B. Jedynak, P. Frazier, R. Sznitman, "Twenty questions with noise: Bayes optimal policies for entropy loss," Applied Probability Trust, 2011.We consider the problem of 20 questions with noisy answers, in which we seek to find a target by repeatedly choosing a set, asking an oracle whether the target lies in this set, and obtaining an answer corrupted by noise. Starting with a prior distribution on the target's location, we seek to minimize the expected entropy of the posterior distribution. We formulate this problem as a dynamic program and show that any policy optimizing the one-step expected reduction in entropy is also optimal over the full horizon. Two such Bayes-optimal policies are presented: one generalizes the probabilistic bisection policy due to Horstein and the other asks a deterministic set of questions. We study the structural properties of the latter, and illustrate its use in a computer vision application.

**Convergence theory**

The paper below provides a strategy for proving asymptotic consistency proofs of sequential learning algorithms for offline learning algorithms.

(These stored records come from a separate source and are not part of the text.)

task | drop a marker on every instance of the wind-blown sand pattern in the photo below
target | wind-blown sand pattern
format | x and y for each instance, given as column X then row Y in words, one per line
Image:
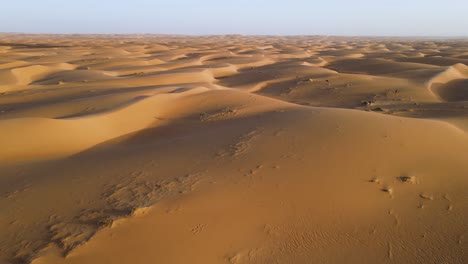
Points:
column 232, row 149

**P. Frazier and W. B. Powell, “Consistency of Sequential Bayesian Sampling Policies” SIAM J. Control and Optimization, Vol. 49, No. 2, 712-731 (2011). DOI: 10.1137/090775026**

We consider Bayesian information collection, in which a measurement policy collects information to support a future decision. We give a sufficient condition under which measurement policies sample each measurement type infinitely often, ensuring consistency, i.e., that a globally optimal future decision is found in the limit. This condition is useful for verifying consistency of adaptive sequential sampling policies that do not do forced random exploration, making consistency difficult to verify by other means. We demonstrate the use of this sufficient condition by showing consistency of two previously proposed ranking and selection policies: OCBA for linear loss, and the knowledge-gradient policy with independent normal priors. Consistency of the knowledge-gradient policy was shown previously, while the consistency result for OCBA is new.